The market is getting a bounce in early trading, although oil is up again so it remains to be seen if today's early strength will hold.
Oil is higher again amid continued fighting in Libya as well as turmoil in North Africa. Saudi Arabia's stock market fell 4% after suffering a 7% drop in the prior session. Oil is currently up another $1.50 to $101. The longer oil stays high, the more it will begin to effect the economy and transportation sectors.
In economic news, the ADP Employment report came in much better than expected as private payrolls grew by 217,000, and January numbers saw upward revisions. This could bode well for a strong payrolls report on Friday, although sometimes the big monthly jobs report does not follow ADP's numbers.
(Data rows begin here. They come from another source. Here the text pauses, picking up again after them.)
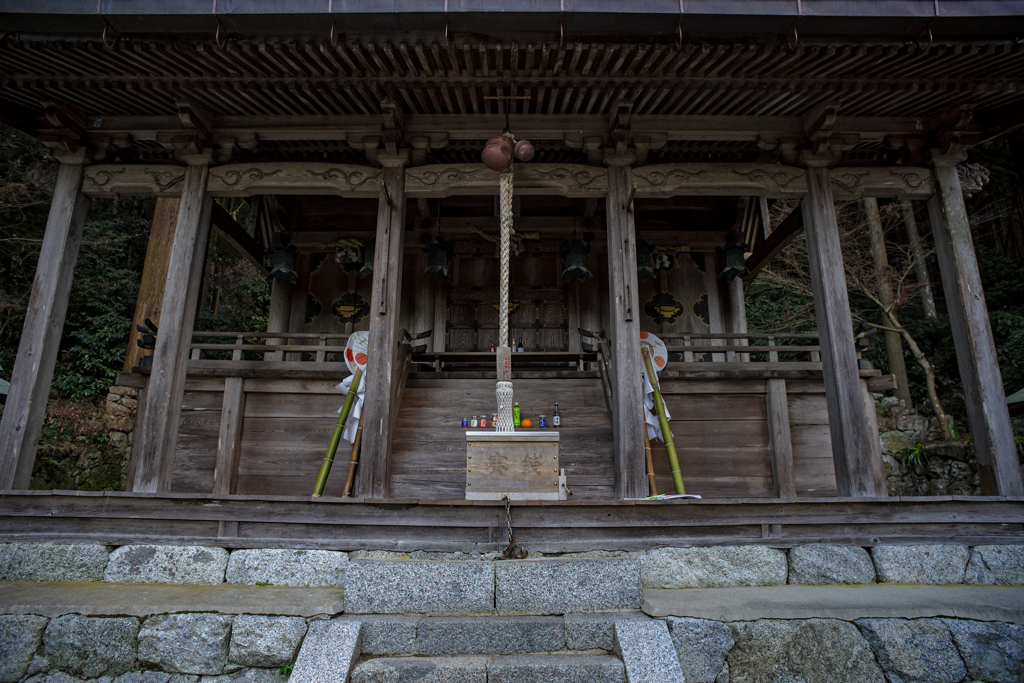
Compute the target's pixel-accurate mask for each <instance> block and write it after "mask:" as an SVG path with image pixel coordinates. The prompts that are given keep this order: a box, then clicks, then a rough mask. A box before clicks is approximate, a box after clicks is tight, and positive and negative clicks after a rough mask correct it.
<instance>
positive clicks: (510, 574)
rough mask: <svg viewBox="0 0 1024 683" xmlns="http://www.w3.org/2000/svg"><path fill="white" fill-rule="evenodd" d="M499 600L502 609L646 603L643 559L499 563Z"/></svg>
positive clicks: (514, 608) (585, 608)
mask: <svg viewBox="0 0 1024 683" xmlns="http://www.w3.org/2000/svg"><path fill="white" fill-rule="evenodd" d="M495 568H496V582H497V590H496V604H497V607H498V611H499V612H501V613H517V614H564V613H567V612H591V611H607V610H613V609H624V610H626V609H629V610H634V609H640V607H641V605H642V604H643V591H642V589H641V587H640V562H639V561H638V560H637V559H635V558H632V557H624V558H615V559H568V560H526V561H522V562H500V563H498V564H496V567H495Z"/></svg>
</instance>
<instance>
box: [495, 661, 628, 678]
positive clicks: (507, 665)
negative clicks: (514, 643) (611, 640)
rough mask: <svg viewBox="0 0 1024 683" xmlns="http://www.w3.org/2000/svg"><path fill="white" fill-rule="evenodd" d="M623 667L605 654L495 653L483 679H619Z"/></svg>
mask: <svg viewBox="0 0 1024 683" xmlns="http://www.w3.org/2000/svg"><path fill="white" fill-rule="evenodd" d="M623 671H624V669H623V663H622V661H621V660H618V659H617V658H615V657H613V656H611V655H608V654H511V655H499V656H496V657H492V659H490V664H489V665H488V666H487V683H623V681H624V680H625V679H624V677H623Z"/></svg>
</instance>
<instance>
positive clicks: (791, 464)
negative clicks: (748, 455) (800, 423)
mask: <svg viewBox="0 0 1024 683" xmlns="http://www.w3.org/2000/svg"><path fill="white" fill-rule="evenodd" d="M765 401H766V404H767V409H768V450H769V451H770V452H771V473H772V483H773V485H774V487H775V496H777V497H778V498H781V499H783V500H787V501H792V500H794V499H795V498H797V482H796V479H795V478H794V475H793V437H792V436H791V433H790V403H788V400H787V398H786V394H785V380H780V379H770V380H768V391H767V393H766V394H765Z"/></svg>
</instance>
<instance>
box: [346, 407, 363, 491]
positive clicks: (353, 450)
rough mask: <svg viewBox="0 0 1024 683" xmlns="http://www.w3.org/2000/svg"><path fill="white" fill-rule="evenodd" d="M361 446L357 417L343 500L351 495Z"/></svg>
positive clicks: (359, 432)
mask: <svg viewBox="0 0 1024 683" xmlns="http://www.w3.org/2000/svg"><path fill="white" fill-rule="evenodd" d="M361 445H362V416H361V415H359V422H358V427H356V429H355V438H354V439H352V455H351V456H350V457H349V459H348V474H346V475H345V489H344V490H343V492H342V494H341V495H342V496H343V497H344V498H348V497H349V496H351V495H352V483H353V482H354V481H355V466H356V465H358V464H359V446H361Z"/></svg>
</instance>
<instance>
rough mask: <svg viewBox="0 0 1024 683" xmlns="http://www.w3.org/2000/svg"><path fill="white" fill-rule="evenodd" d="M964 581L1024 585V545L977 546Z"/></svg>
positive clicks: (985, 584) (969, 561) (1002, 584)
mask: <svg viewBox="0 0 1024 683" xmlns="http://www.w3.org/2000/svg"><path fill="white" fill-rule="evenodd" d="M964 583H966V584H976V585H981V586H1024V546H975V547H974V548H972V549H971V560H970V561H969V562H968V565H967V575H966V577H965V579H964Z"/></svg>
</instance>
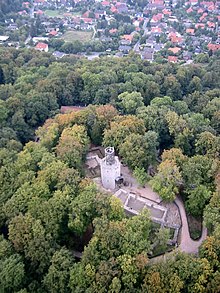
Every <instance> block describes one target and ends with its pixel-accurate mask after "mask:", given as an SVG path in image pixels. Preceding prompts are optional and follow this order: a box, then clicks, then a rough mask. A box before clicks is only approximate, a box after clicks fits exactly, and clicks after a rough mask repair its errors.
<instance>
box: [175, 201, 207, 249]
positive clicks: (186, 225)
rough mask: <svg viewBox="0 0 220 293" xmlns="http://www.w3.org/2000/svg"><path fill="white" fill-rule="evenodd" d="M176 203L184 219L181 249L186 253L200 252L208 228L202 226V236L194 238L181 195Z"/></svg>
mask: <svg viewBox="0 0 220 293" xmlns="http://www.w3.org/2000/svg"><path fill="white" fill-rule="evenodd" d="M175 203H176V205H177V206H178V208H179V211H180V216H181V220H182V228H181V235H180V238H181V240H180V245H179V248H180V250H181V251H183V252H186V253H195V254H196V253H198V250H199V246H200V245H201V244H202V242H203V241H204V240H205V238H206V237H207V229H206V228H205V227H204V226H203V228H202V236H201V238H200V239H199V240H198V241H195V240H192V239H191V237H190V233H189V226H188V221H187V217H186V211H185V207H184V204H183V201H182V200H181V198H180V197H176V199H175Z"/></svg>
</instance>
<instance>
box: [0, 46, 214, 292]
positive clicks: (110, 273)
mask: <svg viewBox="0 0 220 293" xmlns="http://www.w3.org/2000/svg"><path fill="white" fill-rule="evenodd" d="M219 86H220V54H219V52H216V53H215V54H213V55H212V56H211V57H210V60H209V63H206V64H192V65H188V66H180V65H178V64H172V63H165V64H156V63H149V62H147V61H143V60H141V59H140V57H138V56H136V55H134V54H133V53H131V54H129V55H128V57H124V58H110V57H103V58H100V59H95V60H93V61H88V60H86V59H83V58H82V59H78V58H76V57H72V56H66V57H63V58H62V59H60V60H56V59H55V58H53V57H52V56H51V55H50V54H49V53H41V52H38V51H32V50H26V49H20V50H16V49H13V48H12V49H8V48H7V49H3V48H1V49H0V232H1V237H0V291H1V292H6V293H7V292H9V293H10V292H19V293H29V292H31V293H32V292H34V293H35V292H36V293H43V292H57V293H58V292H61V293H62V292H74V293H75V292H88V293H89V292H91V293H93V292H112V293H113V292H115V293H116V292H126V293H127V292H132V293H134V292H138V293H139V292H155V293H156V292H157V293H158V292H173V293H178V292H190V293H191V292H220V181H219V180H220V177H219V170H220V164H219V148H220V139H219V131H220V89H219ZM64 105H65V106H68V105H71V106H72V105H75V106H83V107H85V106H86V107H85V108H84V109H83V110H81V111H79V112H70V113H66V114H60V108H61V106H64ZM90 144H93V145H103V146H108V145H111V146H114V147H115V150H116V152H117V154H118V155H119V156H120V158H122V159H123V162H124V163H125V164H126V165H127V166H128V167H129V168H130V169H131V170H132V171H133V172H134V174H135V175H136V177H137V179H138V180H139V181H140V183H141V184H143V185H144V183H146V182H148V184H150V185H151V186H152V188H153V190H154V191H156V192H157V193H158V194H159V195H160V197H161V198H162V199H163V200H164V201H168V202H169V201H173V200H174V198H175V197H176V196H177V195H180V196H181V198H182V199H183V201H184V204H185V208H186V210H187V212H188V213H189V215H191V216H192V217H194V218H196V219H197V220H198V221H200V222H201V223H203V224H204V225H205V226H206V227H207V228H208V237H207V239H206V240H205V241H204V243H203V244H202V246H201V247H200V250H199V254H198V256H193V255H187V254H184V253H177V254H176V255H175V257H174V258H170V259H167V261H166V262H156V263H154V262H152V260H151V259H150V257H149V254H150V251H151V245H152V233H154V232H153V230H154V227H153V224H152V222H151V220H150V216H149V213H148V212H147V211H146V210H144V211H143V212H142V213H140V214H139V215H138V216H134V217H127V216H126V214H125V212H124V209H123V207H122V205H121V203H120V201H119V200H118V199H117V198H115V197H113V196H109V195H107V194H105V193H103V192H101V191H100V190H98V188H97V186H96V185H95V184H94V183H93V181H92V180H91V179H88V178H86V177H85V172H84V162H85V157H86V153H87V152H88V150H89V147H90ZM149 167H152V168H153V169H154V170H155V175H154V176H150V175H149V174H148V172H147V171H148V168H149ZM160 232H161V231H160V230H159V231H157V232H156V235H155V237H156V238H157V239H158V241H160V242H161V245H164V237H162V236H163V235H161V233H160ZM195 238H196V237H195ZM165 243H166V241H165ZM76 252H80V253H82V258H81V259H80V258H79V257H78V256H77V253H76Z"/></svg>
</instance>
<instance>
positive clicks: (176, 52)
mask: <svg viewBox="0 0 220 293" xmlns="http://www.w3.org/2000/svg"><path fill="white" fill-rule="evenodd" d="M168 50H169V51H171V52H173V53H174V54H177V53H178V52H179V51H181V48H179V47H175V48H169V49H168Z"/></svg>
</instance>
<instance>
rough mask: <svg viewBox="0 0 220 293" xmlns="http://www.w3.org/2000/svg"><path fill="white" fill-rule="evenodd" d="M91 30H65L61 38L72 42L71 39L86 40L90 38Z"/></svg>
mask: <svg viewBox="0 0 220 293" xmlns="http://www.w3.org/2000/svg"><path fill="white" fill-rule="evenodd" d="M92 34H93V32H92V31H91V32H84V31H67V32H65V34H64V35H63V36H62V39H63V40H64V41H65V42H73V41H76V40H78V41H81V42H82V43H83V42H87V41H89V40H90V39H91V38H92Z"/></svg>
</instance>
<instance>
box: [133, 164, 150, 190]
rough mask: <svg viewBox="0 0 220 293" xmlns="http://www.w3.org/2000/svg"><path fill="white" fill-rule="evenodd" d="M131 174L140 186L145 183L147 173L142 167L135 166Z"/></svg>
mask: <svg viewBox="0 0 220 293" xmlns="http://www.w3.org/2000/svg"><path fill="white" fill-rule="evenodd" d="M133 175H134V177H135V179H136V180H137V182H138V184H140V185H141V186H144V185H145V184H146V183H147V179H148V175H147V173H146V171H145V170H144V168H138V167H135V169H134V172H133Z"/></svg>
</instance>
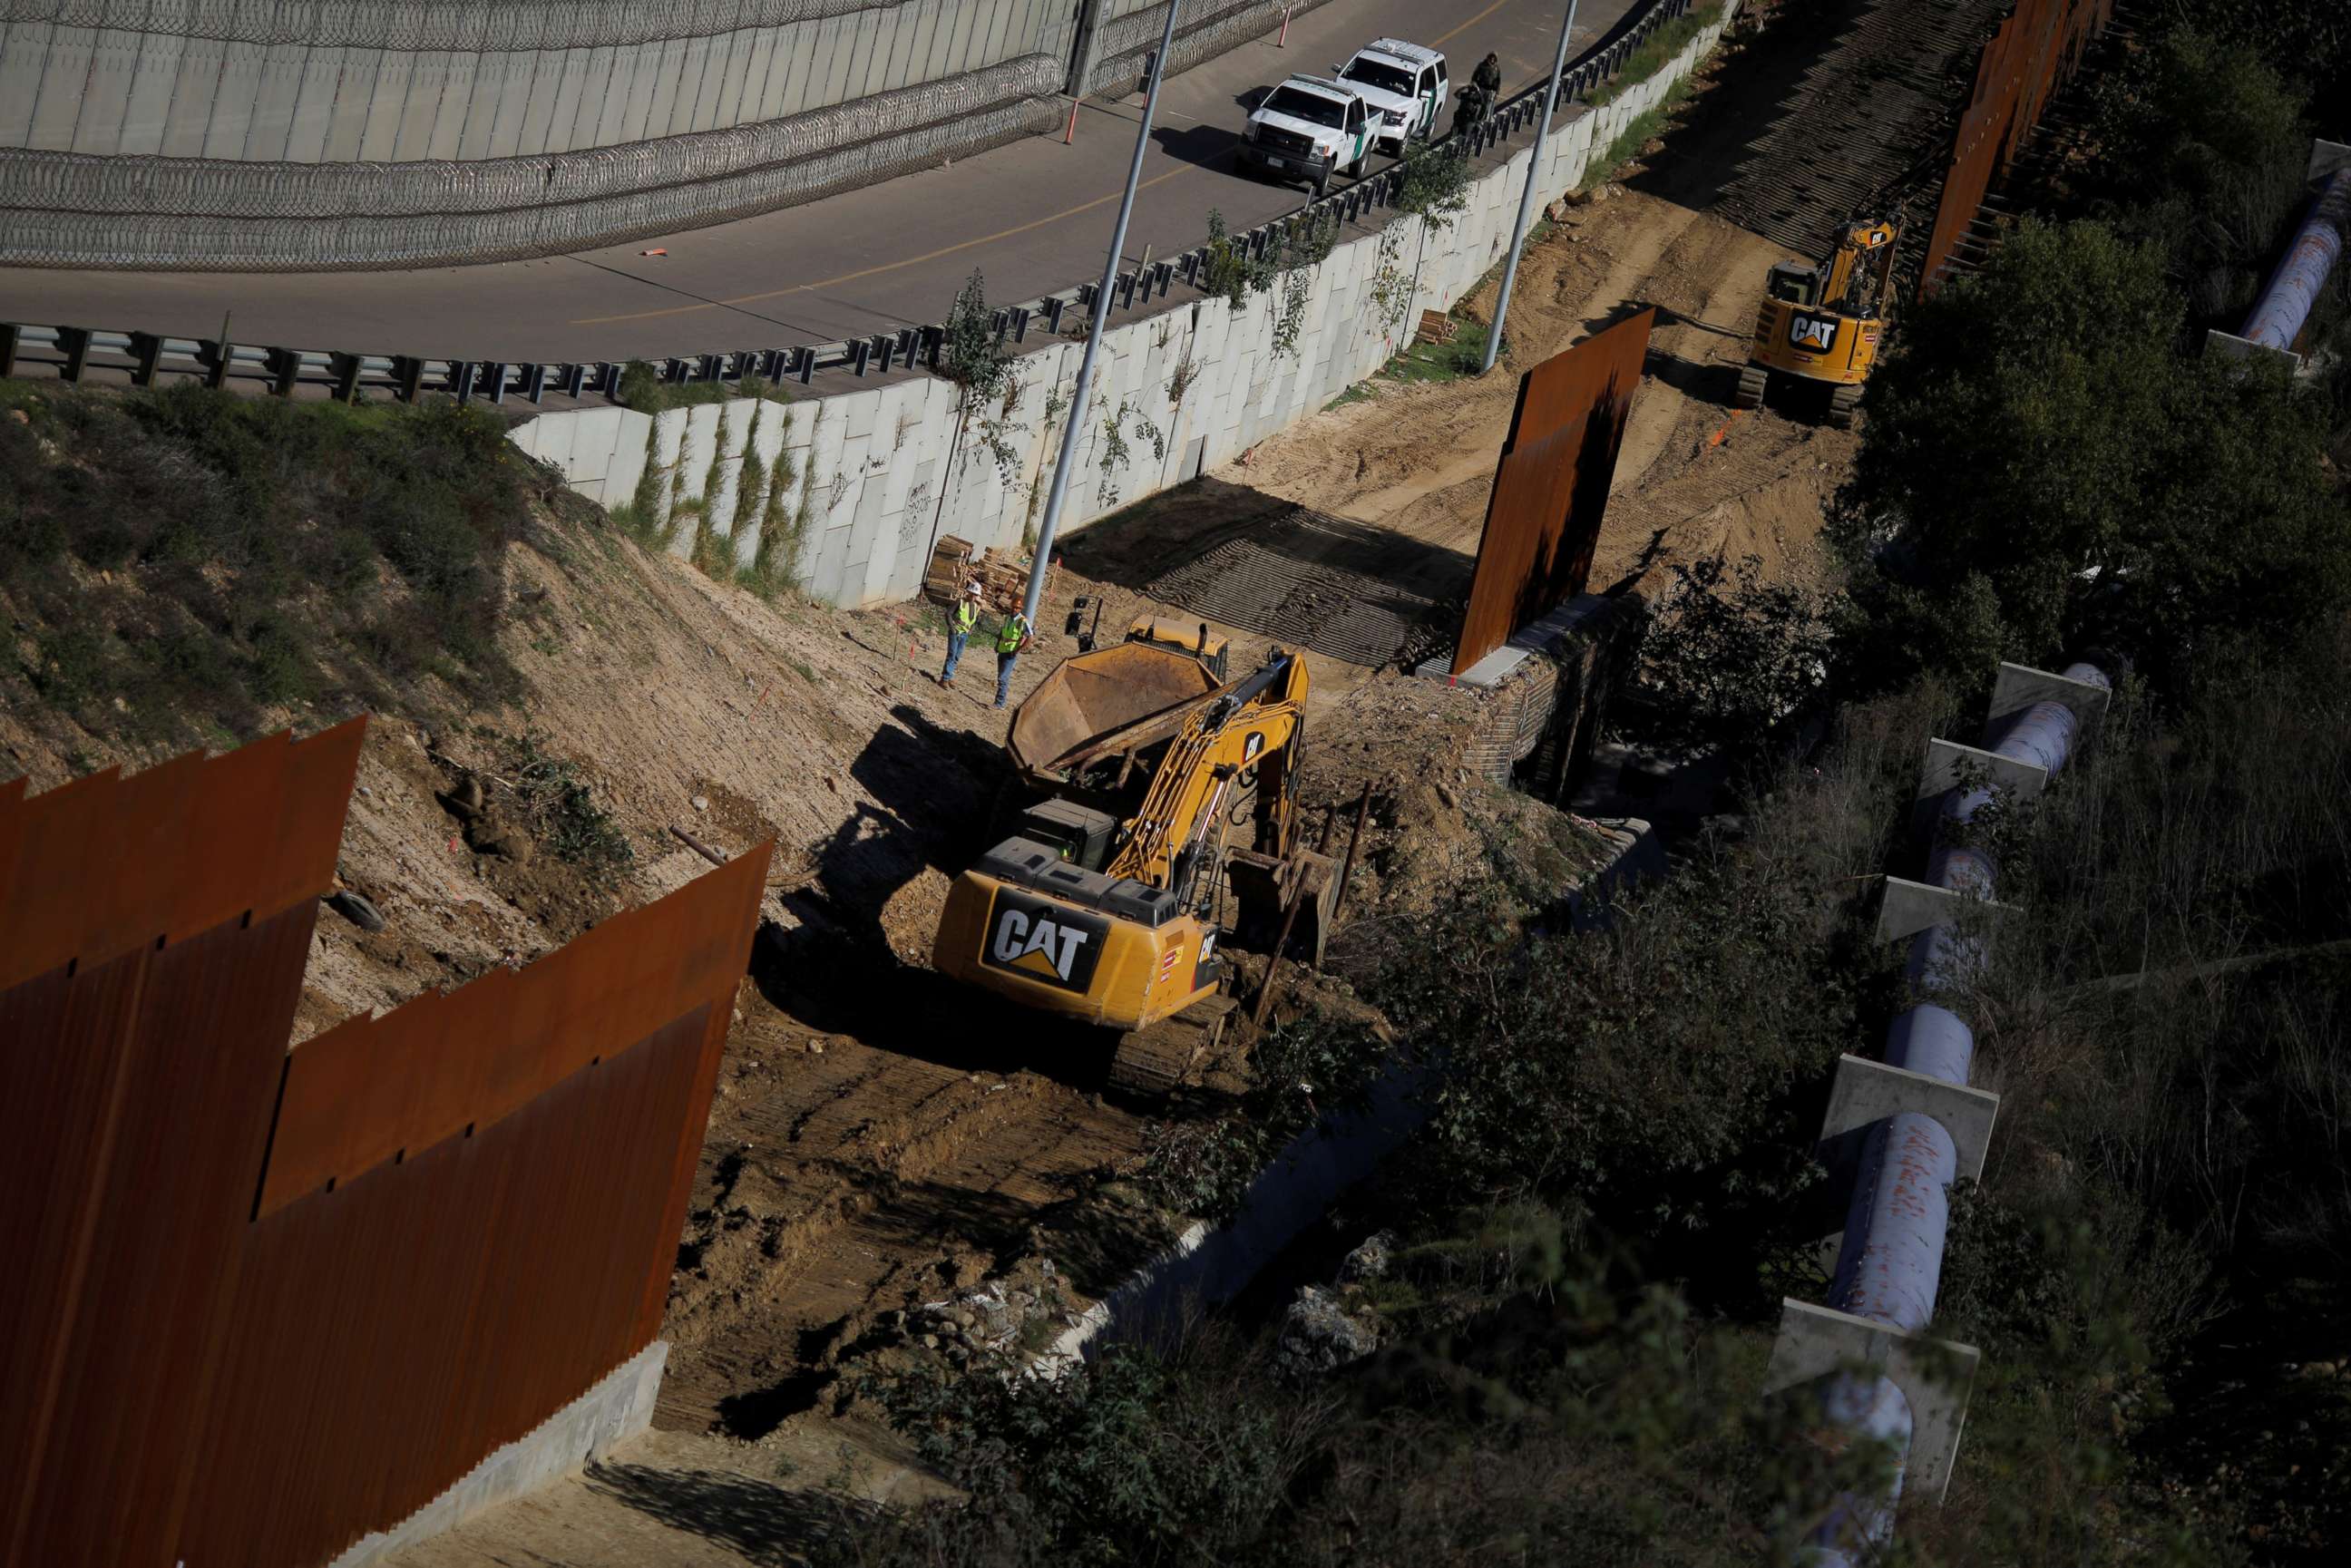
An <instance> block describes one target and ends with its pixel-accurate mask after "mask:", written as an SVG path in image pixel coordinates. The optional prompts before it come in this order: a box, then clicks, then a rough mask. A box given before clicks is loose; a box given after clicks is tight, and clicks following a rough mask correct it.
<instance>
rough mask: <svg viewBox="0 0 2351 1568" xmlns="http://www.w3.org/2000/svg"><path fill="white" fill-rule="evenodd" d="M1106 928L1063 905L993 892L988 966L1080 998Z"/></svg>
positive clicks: (1010, 891)
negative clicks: (993, 902)
mask: <svg viewBox="0 0 2351 1568" xmlns="http://www.w3.org/2000/svg"><path fill="white" fill-rule="evenodd" d="M1107 933H1110V926H1107V924H1105V922H1100V919H1093V917H1091V914H1081V912H1077V910H1072V907H1067V905H1058V903H1046V900H1044V898H1030V896H1025V893H1016V891H1013V889H1009V886H999V889H997V900H994V907H992V910H990V912H987V954H985V959H987V964H990V966H992V969H1004V971H1009V973H1016V976H1025V978H1030V980H1044V983H1046V985H1058V987H1063V990H1072V992H1081V990H1086V983H1091V980H1093V966H1096V964H1098V961H1100V957H1103V938H1105V936H1107Z"/></svg>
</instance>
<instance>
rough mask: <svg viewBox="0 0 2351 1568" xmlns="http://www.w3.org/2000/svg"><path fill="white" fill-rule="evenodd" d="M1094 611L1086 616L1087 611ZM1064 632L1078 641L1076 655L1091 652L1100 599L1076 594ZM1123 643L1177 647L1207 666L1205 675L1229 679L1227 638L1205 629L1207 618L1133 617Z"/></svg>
mask: <svg viewBox="0 0 2351 1568" xmlns="http://www.w3.org/2000/svg"><path fill="white" fill-rule="evenodd" d="M1089 609H1091V611H1093V616H1091V618H1089V616H1086V611H1089ZM1063 632H1065V635H1067V637H1070V639H1074V642H1077V651H1079V654H1091V651H1093V649H1096V644H1098V642H1100V635H1103V599H1100V597H1093V595H1079V597H1077V604H1072V607H1070V621H1067V625H1063ZM1126 642H1147V644H1150V646H1154V649H1176V651H1178V654H1190V656H1192V658H1197V661H1199V663H1204V665H1206V668H1208V675H1213V677H1215V679H1218V684H1225V682H1227V679H1232V670H1230V668H1227V658H1230V646H1232V644H1230V639H1225V637H1218V635H1213V632H1211V630H1208V623H1206V621H1199V623H1185V621H1176V618H1173V616H1136V618H1133V621H1131V623H1128V625H1126Z"/></svg>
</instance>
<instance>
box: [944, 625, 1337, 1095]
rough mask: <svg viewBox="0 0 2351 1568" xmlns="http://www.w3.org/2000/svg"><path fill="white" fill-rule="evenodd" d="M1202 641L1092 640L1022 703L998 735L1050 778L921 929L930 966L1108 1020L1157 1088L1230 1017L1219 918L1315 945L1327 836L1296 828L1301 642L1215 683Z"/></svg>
mask: <svg viewBox="0 0 2351 1568" xmlns="http://www.w3.org/2000/svg"><path fill="white" fill-rule="evenodd" d="M1201 649H1204V639H1194V644H1192V646H1187V649H1185V651H1178V649H1168V646H1161V644H1159V642H1157V639H1136V642H1119V644H1112V646H1103V649H1091V651H1084V654H1077V656H1072V658H1065V661H1063V663H1060V665H1058V668H1056V670H1053V672H1051V675H1049V677H1046V679H1044V682H1041V684H1039V686H1037V691H1032V693H1030V696H1027V701H1025V703H1020V708H1018V710H1016V712H1013V724H1011V736H1009V738H1006V750H1009V752H1011V762H1013V766H1016V769H1018V773H1020V776H1023V778H1025V780H1027V783H1030V785H1041V788H1049V790H1053V797H1051V799H1046V802H1041V804H1037V806H1030V809H1027V811H1025V813H1023V816H1020V820H1018V825H1016V827H1013V835H1011V837H1009V839H1004V842H1002V844H997V846H992V849H990V851H987V853H983V856H980V858H978V860H976V863H973V865H971V867H969V870H966V872H962V875H959V877H957V879H955V882H952V884H950V886H947V903H945V910H943V912H940V922H938V938H936V940H933V947H931V961H933V966H936V969H938V971H940V973H943V976H950V978H955V980H962V983H966V985H976V987H980V990H990V992H994V994H999V997H1006V999H1011V1001H1018V1004H1020V1006H1027V1009H1034V1011H1039V1013H1051V1016H1060V1018H1070V1020H1081V1023H1093V1025H1103V1027H1105V1030H1117V1034H1114V1037H1112V1039H1114V1044H1112V1046H1110V1056H1112V1060H1110V1081H1112V1086H1117V1088H1124V1091H1131V1093H1166V1091H1168V1088H1173V1086H1176V1084H1180V1081H1183V1077H1185V1074H1187V1072H1190V1070H1192V1065H1194V1063H1197V1060H1201V1056H1204V1053H1206V1051H1211V1048H1213V1046H1215V1041H1218V1037H1220V1034H1223V1027H1225V1018H1227V1016H1230V1011H1232V997H1227V994H1223V990H1225V985H1223V983H1225V964H1223V961H1220V957H1218V940H1220V938H1223V933H1225V931H1227V926H1237V929H1244V931H1262V929H1267V926H1279V929H1281V933H1284V936H1288V938H1291V947H1298V945H1300V943H1305V945H1307V950H1319V945H1321V933H1324V926H1326V922H1328V912H1331V910H1328V905H1331V896H1333V875H1331V872H1333V863H1331V856H1321V853H1317V851H1310V849H1305V846H1300V844H1298V842H1295V839H1298V832H1295V823H1298V755H1300V745H1302V741H1305V698H1307V668H1305V661H1302V658H1300V656H1298V654H1291V651H1281V649H1277V651H1274V656H1272V658H1267V663H1265V665H1262V668H1260V670H1255V672H1253V675H1246V677H1241V679H1237V682H1227V684H1218V682H1215V679H1213V677H1211V675H1208V665H1206V663H1204V658H1201ZM1218 651H1223V649H1218ZM1267 900H1272V905H1267ZM1277 940H1279V938H1277Z"/></svg>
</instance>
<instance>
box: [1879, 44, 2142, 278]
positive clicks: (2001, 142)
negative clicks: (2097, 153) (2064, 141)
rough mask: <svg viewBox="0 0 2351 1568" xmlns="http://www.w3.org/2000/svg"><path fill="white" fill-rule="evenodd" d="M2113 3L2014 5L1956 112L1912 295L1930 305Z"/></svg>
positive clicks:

Asian markets were down overnight; the dollar is also lower today, which is boosting gold prices to $1435, and cotton futures were limit up again; the 10-year yield is higher to 4.36%; and the VIX is down 4% back to 20.10 after a big spike higher yesterday to 21.0.
Trading comment: Lately we've seen the market firm in early trading, but selloff as the day wears on with the market closing at or near its lows. If this continues, it would mark a change of character for the market from the last several months. During that time span, the market was often weak early, but would then rally and close near its highs for the day. Closing at its highs is a hallmark of bulls markets, while late-day selloffs are more common during corrections.
Yesterday's selloff was met with higher volume on the Nasdaq, making for a 5th distribution day in recent weeks. This also increases the likelihood that the market has more work to do on the downside before this correction runs it course. Be patient.